What an Estate Plan Does:

An estate plan is more than its individual components, the pieces work together to accomplish four purposes. It Avoids Probate Probate is a time consuming and expensive process.  It also exposes your children to predators since their inheritance under probate is a matter of public record that anyone can access.  Proper planning ensures that your selected agent can step in immediately to take care of your affairs, without going through a lengthy, confusing, and expensive court process. It Protects You In Case Of Disability The risk faced by adults is that in the event of disability, there is no one to act for them.  What if you can’t – or shouldn’t – make decisions for yourself? In extreme circumstances a conservatorship may be required.  This is a lengthy, potentially expensive process where the court determines that the person is completely incapable of managing their personal affairs.  The legal standard of proof is high, and may be impossible to meet in some cases.
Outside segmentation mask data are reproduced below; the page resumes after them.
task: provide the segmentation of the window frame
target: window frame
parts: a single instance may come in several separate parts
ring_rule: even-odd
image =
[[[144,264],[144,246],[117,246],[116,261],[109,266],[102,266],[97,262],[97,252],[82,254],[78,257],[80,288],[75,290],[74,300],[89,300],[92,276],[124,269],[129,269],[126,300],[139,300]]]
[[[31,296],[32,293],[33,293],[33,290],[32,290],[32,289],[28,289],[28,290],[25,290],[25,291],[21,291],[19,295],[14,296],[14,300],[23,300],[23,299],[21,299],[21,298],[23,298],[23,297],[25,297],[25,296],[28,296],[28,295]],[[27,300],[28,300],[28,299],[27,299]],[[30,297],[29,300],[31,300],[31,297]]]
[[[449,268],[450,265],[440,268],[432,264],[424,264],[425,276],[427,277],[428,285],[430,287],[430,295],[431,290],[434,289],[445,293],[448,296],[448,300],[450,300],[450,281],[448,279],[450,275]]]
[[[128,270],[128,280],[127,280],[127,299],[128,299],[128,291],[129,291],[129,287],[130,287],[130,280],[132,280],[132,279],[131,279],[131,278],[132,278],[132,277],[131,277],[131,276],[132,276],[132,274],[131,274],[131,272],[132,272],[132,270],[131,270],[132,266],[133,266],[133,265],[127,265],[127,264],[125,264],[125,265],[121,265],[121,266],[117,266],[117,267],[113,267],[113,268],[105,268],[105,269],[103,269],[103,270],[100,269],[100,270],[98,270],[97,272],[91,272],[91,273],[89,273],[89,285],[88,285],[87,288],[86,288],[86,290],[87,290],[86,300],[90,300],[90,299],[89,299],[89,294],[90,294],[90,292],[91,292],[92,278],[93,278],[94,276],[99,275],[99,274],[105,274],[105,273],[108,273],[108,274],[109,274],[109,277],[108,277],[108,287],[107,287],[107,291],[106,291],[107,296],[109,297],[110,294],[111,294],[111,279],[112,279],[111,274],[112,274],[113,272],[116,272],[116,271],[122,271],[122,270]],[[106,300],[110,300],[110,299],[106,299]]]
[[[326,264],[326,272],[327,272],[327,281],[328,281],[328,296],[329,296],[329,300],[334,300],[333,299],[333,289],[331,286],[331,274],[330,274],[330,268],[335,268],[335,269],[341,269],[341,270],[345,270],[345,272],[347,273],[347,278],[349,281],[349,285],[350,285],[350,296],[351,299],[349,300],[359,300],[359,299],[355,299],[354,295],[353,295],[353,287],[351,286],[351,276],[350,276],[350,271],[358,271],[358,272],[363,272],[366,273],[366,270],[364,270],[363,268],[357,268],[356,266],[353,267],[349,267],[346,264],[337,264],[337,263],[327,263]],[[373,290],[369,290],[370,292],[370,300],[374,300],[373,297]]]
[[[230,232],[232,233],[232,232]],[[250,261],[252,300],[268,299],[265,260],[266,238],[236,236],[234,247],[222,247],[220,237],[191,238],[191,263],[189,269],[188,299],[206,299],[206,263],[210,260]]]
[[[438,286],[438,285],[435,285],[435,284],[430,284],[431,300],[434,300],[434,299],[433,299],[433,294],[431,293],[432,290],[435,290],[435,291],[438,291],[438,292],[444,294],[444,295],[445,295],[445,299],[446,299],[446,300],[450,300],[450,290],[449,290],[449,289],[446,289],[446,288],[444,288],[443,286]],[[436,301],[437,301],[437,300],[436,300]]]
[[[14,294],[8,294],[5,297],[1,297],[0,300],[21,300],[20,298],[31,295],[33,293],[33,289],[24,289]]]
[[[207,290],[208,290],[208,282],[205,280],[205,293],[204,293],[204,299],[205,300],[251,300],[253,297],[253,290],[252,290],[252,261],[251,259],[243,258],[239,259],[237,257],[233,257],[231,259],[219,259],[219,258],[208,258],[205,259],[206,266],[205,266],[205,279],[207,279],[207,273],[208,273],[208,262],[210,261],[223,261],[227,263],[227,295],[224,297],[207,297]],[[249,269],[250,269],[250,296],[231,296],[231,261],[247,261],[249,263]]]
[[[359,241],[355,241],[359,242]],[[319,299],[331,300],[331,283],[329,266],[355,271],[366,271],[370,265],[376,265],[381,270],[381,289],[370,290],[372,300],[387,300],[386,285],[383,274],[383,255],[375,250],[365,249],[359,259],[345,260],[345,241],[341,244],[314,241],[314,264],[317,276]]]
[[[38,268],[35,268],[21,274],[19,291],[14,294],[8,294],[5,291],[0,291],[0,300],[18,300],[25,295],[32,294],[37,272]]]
The better alternative is to have a Power of Attorney and a Health Care Directive in place. It Passes The Baton – Your Way Living Trusts have more options than most people realize.  They can be designed to have the trustee manage the funds until a child graduates from college or reaches a certain age.  They can be designed to protect children with long term disabilities and preserve the benefits they depend upon.  They can be designed to reward savings and hard work.  They can be designed to protect the inheritance from creditors, divorcing spouses, and lawsuits.  In short, they can do more – a lot more – than simply avoiding probate. It Considers Tax Implications Estate planning deals with the two certainties of life: death and taxes.  The choices you make in your estate plan can make things simple for your surviving spouse and children, or they can add complications, and worse, expenses.  An estate plan will consider your assets and your goals and use tools to reduce and eliminate taxes where possible.

What Is Typically in an Estate Plan:

While individual plans may vary greatly, there are some common tools we use in creating an estate plan. Trust For estates with a gross value of over $150,000 a revocable living trust is the centerpiece to the plan.  The trust design will avoid probate, and pass your hard-earned money to your children in the way that you choose. Will A will is a necessary backup document, and the place where you will name a guardian if you have minor children. Incapacity Documents Your incapacity documents are your Power of Attorney and Health Care Directive.  These documents name one or more people to take over your financial and medical decisions when you are unable to do so. Funding Documents A plan is worthless without a way of implementing it, and for a trust, that means putting your assets into the trust.  For our clients we’ll prepare and record trust transfer deeds and letters to banks to assist in ensuring that nothing is exposed to probate, and all your wishes will be carried out correctly.